全国消費者団体連合会の有田芳子さんは「競争でADSL利用料金が安くなったのは歓迎すべきだ。しかし、勧誘が過熱するあまり、説明不足で新しい消費者問題を生んでしまっているのは疑問です」と指摘している。
■集金でもトラブル
国民生活センターによると、ADSL入会キャンペーンに絡む相談事例としては、接続業者が債権管理回収会社に集金を委託し、トラブルとなったケースもある。
三十代女性が駅前の無料キャンペーンで勧誘されてモデムを受け取り、直後に接続業者に返却。

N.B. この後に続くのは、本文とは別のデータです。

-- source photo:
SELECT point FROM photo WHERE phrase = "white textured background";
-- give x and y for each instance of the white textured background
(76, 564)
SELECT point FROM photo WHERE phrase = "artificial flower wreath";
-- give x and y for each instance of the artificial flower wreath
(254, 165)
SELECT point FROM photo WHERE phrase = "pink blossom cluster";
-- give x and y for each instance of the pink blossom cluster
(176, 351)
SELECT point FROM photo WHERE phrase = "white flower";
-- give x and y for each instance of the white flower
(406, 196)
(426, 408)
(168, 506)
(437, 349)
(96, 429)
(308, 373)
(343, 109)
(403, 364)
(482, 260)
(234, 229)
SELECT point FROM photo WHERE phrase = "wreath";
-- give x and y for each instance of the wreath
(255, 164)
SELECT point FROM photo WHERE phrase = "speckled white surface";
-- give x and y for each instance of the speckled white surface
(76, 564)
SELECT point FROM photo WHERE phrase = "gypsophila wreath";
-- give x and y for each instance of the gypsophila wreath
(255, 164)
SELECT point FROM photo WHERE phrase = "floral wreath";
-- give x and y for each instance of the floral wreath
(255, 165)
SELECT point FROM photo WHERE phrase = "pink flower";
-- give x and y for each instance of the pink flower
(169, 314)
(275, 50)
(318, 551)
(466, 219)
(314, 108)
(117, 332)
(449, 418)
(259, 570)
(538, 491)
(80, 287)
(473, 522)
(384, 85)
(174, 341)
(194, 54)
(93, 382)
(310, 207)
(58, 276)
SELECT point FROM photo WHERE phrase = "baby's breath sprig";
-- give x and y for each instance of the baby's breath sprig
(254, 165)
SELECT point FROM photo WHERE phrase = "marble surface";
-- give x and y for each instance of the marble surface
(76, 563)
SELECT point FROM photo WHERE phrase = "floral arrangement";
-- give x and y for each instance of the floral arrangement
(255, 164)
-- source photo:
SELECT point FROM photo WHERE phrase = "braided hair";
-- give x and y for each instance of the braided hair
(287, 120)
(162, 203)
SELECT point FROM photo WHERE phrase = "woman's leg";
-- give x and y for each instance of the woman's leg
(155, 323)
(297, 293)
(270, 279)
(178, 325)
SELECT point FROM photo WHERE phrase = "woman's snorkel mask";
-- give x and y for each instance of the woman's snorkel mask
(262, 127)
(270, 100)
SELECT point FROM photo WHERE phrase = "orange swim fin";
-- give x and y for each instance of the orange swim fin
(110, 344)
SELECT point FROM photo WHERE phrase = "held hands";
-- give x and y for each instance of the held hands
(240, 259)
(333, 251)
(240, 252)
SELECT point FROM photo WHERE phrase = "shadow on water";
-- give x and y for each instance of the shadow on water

接続業者から料金の請求があった時、「モデムは返却した」と伝えたところ、請求が止まった。
ところが数カ月後、法務大臣の許可を得た正規の債権管理回収会社から「委託を受け、利用代金を回収代行する」という通知が届いた。
この事例では、接続業者が債権を持ったまま、集金の業務だけを債権管理回収会社に依頼していた。
このため、同センターは、女性に対し接続業者と直接話し合うようアドバイス。契約は成立しているものの、モデムをすぐに返却し、それが無料期間中だったことから、接続業者側が女性に利用料金が発生していないと判断し、支払わずに解決した。
最近は、債権管理回収会社をかたった架空請求の被害が多い。同センターでは「このような請求は、見知らぬ業者から突然請求書が届いて消費者の不安や不信感を募らせるばかりか、横行している架空請求と区別ができない」とし、「接続業者は丁寧な説明が必要ではないか」としている。